Other top tech priorities
Beyond cloud modernization, Bhagowalia outlined several technology priorities shaping CBP’s digital transformation strategy, including quantum readiness, artificial intelligence (AI), and cybersecurity.
CBP is preparing for the emergence of quantum computing by testing post-quantum cryptography technologies with industry partners and the National Institute of Standards and Technology (NIST).
“We think quantum is moving to the left,” Bhagowalia said, referring to the accelerating pace of development. “However, we want to watch out for post-quantum cryptography with the harvesting now and decrypting later.”
He said the agency is among the first federal organizations testing post-quantum cryptography algorithms and is working closely with NIST and industry partners to prepare for future security requirements.
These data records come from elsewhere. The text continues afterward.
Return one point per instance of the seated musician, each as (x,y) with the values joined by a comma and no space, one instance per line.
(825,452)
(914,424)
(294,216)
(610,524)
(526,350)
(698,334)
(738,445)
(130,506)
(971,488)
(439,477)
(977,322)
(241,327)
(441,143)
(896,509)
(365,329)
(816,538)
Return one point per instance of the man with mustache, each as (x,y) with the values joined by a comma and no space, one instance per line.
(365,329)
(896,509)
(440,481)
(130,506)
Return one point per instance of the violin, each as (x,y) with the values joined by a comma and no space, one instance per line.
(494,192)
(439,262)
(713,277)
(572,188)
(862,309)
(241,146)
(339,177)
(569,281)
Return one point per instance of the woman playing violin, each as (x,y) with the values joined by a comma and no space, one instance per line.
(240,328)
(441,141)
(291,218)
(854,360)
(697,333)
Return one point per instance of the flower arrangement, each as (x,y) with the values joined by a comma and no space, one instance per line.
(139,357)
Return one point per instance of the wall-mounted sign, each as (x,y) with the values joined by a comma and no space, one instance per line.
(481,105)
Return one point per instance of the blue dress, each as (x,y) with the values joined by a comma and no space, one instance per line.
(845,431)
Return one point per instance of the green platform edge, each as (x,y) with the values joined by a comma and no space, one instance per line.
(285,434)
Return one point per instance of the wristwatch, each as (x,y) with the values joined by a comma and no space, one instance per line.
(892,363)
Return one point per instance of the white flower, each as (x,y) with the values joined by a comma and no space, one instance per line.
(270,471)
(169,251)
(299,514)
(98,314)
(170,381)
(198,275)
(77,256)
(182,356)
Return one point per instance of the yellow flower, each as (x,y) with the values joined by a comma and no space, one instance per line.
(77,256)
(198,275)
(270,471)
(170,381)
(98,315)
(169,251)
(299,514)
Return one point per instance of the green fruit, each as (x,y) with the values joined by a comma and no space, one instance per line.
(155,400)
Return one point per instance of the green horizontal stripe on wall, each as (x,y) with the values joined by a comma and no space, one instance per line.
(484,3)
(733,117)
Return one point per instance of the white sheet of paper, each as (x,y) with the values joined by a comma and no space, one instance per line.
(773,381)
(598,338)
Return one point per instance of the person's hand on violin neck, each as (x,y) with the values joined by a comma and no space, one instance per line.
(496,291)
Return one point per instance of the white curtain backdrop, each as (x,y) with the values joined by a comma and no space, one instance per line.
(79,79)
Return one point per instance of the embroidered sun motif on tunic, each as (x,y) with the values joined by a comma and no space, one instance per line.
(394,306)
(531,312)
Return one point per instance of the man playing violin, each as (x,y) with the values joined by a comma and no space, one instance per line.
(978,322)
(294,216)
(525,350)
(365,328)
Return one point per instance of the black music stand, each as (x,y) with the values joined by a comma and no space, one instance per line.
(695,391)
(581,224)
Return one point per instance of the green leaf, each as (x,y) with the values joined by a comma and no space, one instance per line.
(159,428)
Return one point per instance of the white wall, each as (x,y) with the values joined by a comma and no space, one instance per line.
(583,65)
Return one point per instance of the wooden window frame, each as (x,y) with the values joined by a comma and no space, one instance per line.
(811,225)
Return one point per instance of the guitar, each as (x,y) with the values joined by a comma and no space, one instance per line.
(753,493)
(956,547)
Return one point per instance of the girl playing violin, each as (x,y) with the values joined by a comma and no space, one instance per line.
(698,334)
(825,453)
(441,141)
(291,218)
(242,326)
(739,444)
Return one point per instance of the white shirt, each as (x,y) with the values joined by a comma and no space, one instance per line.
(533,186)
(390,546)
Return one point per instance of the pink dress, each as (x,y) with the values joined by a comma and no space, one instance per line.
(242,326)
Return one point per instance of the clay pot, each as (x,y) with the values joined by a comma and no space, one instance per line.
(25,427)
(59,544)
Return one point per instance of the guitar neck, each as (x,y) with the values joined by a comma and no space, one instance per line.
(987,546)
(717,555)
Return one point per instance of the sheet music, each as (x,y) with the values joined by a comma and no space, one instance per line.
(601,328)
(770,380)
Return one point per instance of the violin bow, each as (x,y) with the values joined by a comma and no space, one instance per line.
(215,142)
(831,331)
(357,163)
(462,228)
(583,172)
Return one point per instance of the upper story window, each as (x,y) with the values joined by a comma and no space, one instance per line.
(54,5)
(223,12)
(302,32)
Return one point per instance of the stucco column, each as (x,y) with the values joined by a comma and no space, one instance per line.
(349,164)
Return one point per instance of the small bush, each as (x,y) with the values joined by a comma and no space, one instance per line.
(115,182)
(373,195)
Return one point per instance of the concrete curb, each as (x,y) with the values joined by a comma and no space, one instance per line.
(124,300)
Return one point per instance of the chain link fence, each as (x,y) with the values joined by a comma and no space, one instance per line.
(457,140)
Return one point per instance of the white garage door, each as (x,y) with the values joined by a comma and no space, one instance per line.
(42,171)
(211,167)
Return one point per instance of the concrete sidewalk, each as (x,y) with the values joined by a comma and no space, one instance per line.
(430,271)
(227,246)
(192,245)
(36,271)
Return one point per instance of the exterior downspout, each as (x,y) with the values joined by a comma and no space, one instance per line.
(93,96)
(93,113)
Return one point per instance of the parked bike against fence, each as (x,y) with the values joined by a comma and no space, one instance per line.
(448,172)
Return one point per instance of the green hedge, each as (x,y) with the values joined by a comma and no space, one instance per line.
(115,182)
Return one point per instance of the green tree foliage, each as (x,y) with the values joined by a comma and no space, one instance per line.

In AI, Bhagowalia said the agency’s strategy has evolved from traditional predictive analytics toward generative AI, agentic AI, and edge AI applications. CBP is also deploying AI-powered coding assistants to improve software development productivity.
“We look at how AI, first of all, is reasonable, and it has to meet law enforcement standards,” Bhagowalia said.
A comprehensive agencywide data catalog and clear data ownership framework have been critical to enabling AI adoption, Bhagowalia noted.
Cybersecurity remains a growing challenge as threat activity increases. Bhagowalia said CBP now faces approximately 150 million cyberattack attempts each day and is shifting its cybersecurity strategy in response.
“First thing is to modernize our cybersecurity approach from compliance to more proactive,” he said, adding that the agency is strengthening visibility across its networks, applying AI to improve cyber resilience, and advancing a zero trust security architecture.